The woman's eyes focused, and her mouth opened in the expression of childlike surprise and wonder. Galka? she whispered.
"Yes, Masha, it is me, she wanted to answer, but her mouth-her beak, made of hard bone and horn-opened in a loud, jubilant squawk.
It is me, the jackdaw Galina cried, and this is you, and oh God, I'm so happy to have found you. I'm sorry it is not as perfect as I wanted it to be. Go now, go, hold your child, tell Mom that it'll be all right, visit grandma in the hospital. Just go, just go.
She felt restless itching in her arms (wings), and she spread them wide. She circled the cabin, faces of people around her barely registering, until she found the open door and flew outside. There were other birds there, but there would be time for them later, and she circled over the cabin, rising higher and higher into the air.
She saw a woman and a man, both looking familiar-the woman tall and hunched and pale, the man squat and blocky-exit the cabin and walk down the path. As she rose higher into the sky, they became two black dots slowly traversing the great powdery whiteness below, the black tree branches weaving a delicate net above them. The river, still free of ice, snaked in its wintry desolate blackness between its white banks, and a white church stood almost invisible on a white snow-covered slope, only its onion roof golden with captured sunshine.

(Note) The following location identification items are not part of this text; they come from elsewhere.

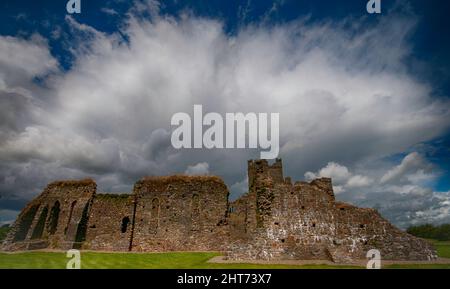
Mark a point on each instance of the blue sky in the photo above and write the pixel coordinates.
(392, 154)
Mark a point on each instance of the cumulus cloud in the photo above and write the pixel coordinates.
(395, 190)
(342, 91)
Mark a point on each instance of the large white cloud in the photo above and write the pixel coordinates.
(342, 91)
(394, 189)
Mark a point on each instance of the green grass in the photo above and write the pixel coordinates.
(93, 260)
(178, 260)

She spiraled downward, to take another look at the small wooden cabin tucked away in the very heart of the park, and watched a tall, skeletal man exit the cabin and crane his neck, shielding his eyes from the sun. A woman in a black velvet dress holding a shotgun stood next to him, watching Galina like he did.
She also saw a small gypsy girl, surrounded by an army of rats, make her way to the river; a tall lanky guy followed her, not quite with her, not quite separate. They sat on the bank, the rats spread around them like a living blanket, and watched the smooth river surface.

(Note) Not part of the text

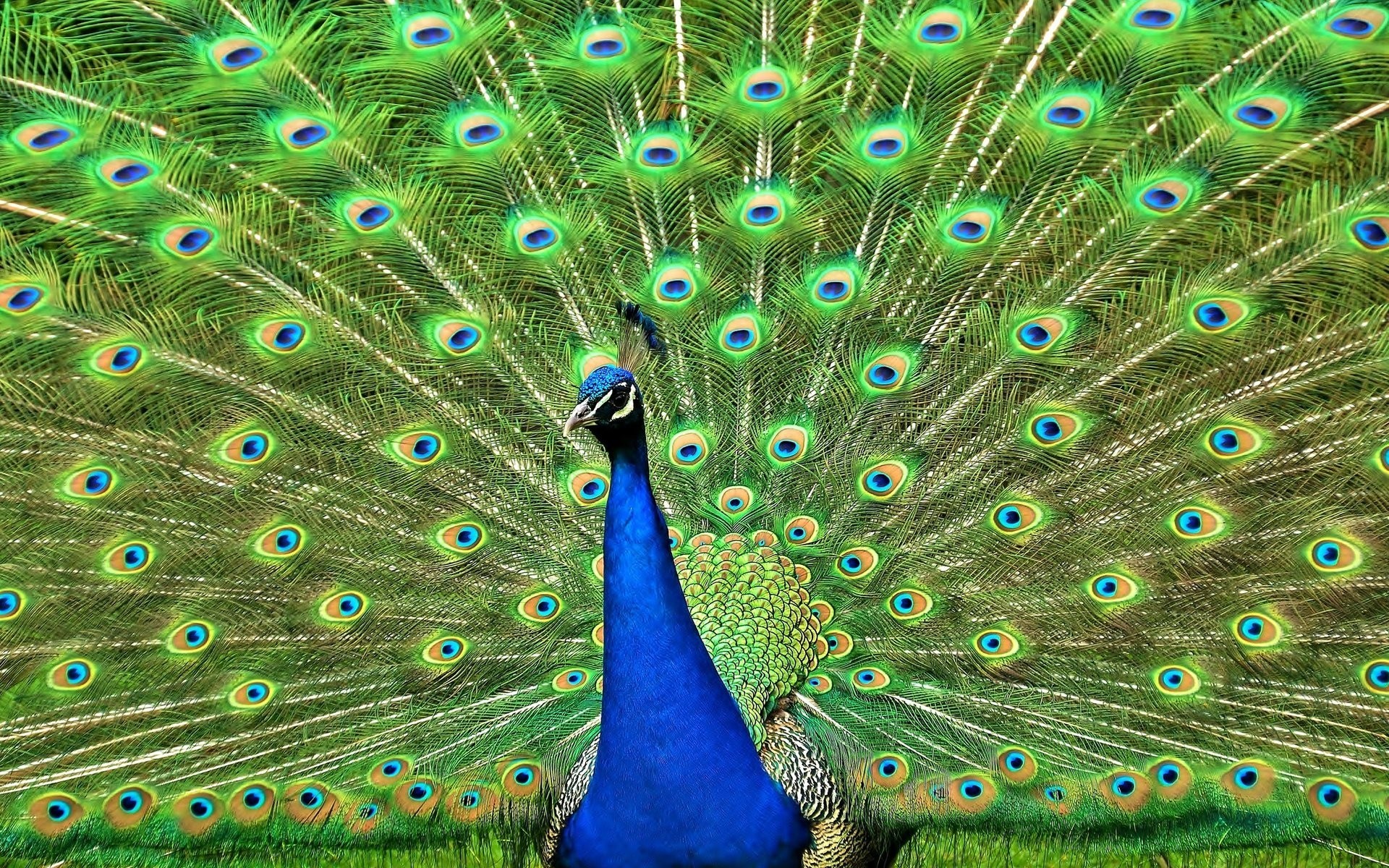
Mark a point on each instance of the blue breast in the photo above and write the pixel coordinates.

Deep inside the jackdaw knew that sometime soon she would find those people again, follow them by flying through an imaginary window or a reflection of a doorway in a rain puddle; a part of her had an inkling of other birds underground, and a fond memory of a white cow glowing with warm bluish light and spilling stars like milk. But not yet-she had things to attend to here, on the surface, first.
She rose high enough to see the streets beyond the park, animated with a slow churning of crowds and smells of fire and exhaust; she saw the squat tomb of the subway station and its slow disgorging and consumption of the dark throngs. There was ringing of trams and heavy sighs of the kneeling buses that carried tourists and honking of automobile horns; there were smells of fresh bread and beer and ash.

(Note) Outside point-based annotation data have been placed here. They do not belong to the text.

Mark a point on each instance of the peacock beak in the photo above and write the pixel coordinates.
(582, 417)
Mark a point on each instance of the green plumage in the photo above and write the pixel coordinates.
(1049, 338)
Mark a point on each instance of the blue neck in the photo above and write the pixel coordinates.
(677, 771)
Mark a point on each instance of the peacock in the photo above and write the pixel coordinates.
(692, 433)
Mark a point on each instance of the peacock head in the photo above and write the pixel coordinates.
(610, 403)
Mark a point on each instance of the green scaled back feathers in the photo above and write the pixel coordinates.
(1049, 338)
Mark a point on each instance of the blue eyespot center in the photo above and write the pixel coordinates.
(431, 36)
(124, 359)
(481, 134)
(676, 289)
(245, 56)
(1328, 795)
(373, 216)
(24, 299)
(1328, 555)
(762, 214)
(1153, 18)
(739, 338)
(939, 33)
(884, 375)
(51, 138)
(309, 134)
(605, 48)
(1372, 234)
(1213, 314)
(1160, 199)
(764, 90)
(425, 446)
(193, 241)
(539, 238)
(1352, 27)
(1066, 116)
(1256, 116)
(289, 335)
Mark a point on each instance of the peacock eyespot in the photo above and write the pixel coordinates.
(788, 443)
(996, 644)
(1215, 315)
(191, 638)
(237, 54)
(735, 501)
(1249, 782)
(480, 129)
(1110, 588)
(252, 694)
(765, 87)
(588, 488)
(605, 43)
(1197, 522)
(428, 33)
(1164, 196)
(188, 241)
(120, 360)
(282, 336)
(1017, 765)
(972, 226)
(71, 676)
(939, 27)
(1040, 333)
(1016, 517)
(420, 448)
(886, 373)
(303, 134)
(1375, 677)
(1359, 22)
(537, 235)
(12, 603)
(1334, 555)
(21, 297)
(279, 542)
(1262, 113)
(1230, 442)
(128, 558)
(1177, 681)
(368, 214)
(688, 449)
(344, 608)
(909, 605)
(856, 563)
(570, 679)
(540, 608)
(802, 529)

She headed north-west, where more golden domes lit up under the sun, and the clock on the Spasskaya Tower announced the time with deep hollow beats; she circled over the Tsar-Bell and Tsar-Cannon, both blue with patina and gigantic, ludicrous in their excess. Her wings clipped the air into even, turgid fragments as she swooped down over Red Square and the blue spruces by the Mausoleum, as she flew over the river again, perching for a rest on the guardrails of the humpbacked, ornate bridge. She circled over the New Arbat and took a cursory swoop down Gazetniy Pereulok.
There was a sense of significance to her flight, as she remembered that these places were important somehow. But her human memory was receding already, leaving behind only the keen intelligence and the cunning instinct of a bird. Only a few images lingered behind, and in her mind's eye she saw the tall woman walking through the snow-covered park, the woman with hazel eyes and bewildered frown. Galina did not remember how or why that woman was important, but she thought about her with the warm regard one afforded to kin.
"She's going to be all right, the jackdaw thought. And that was all that mattered.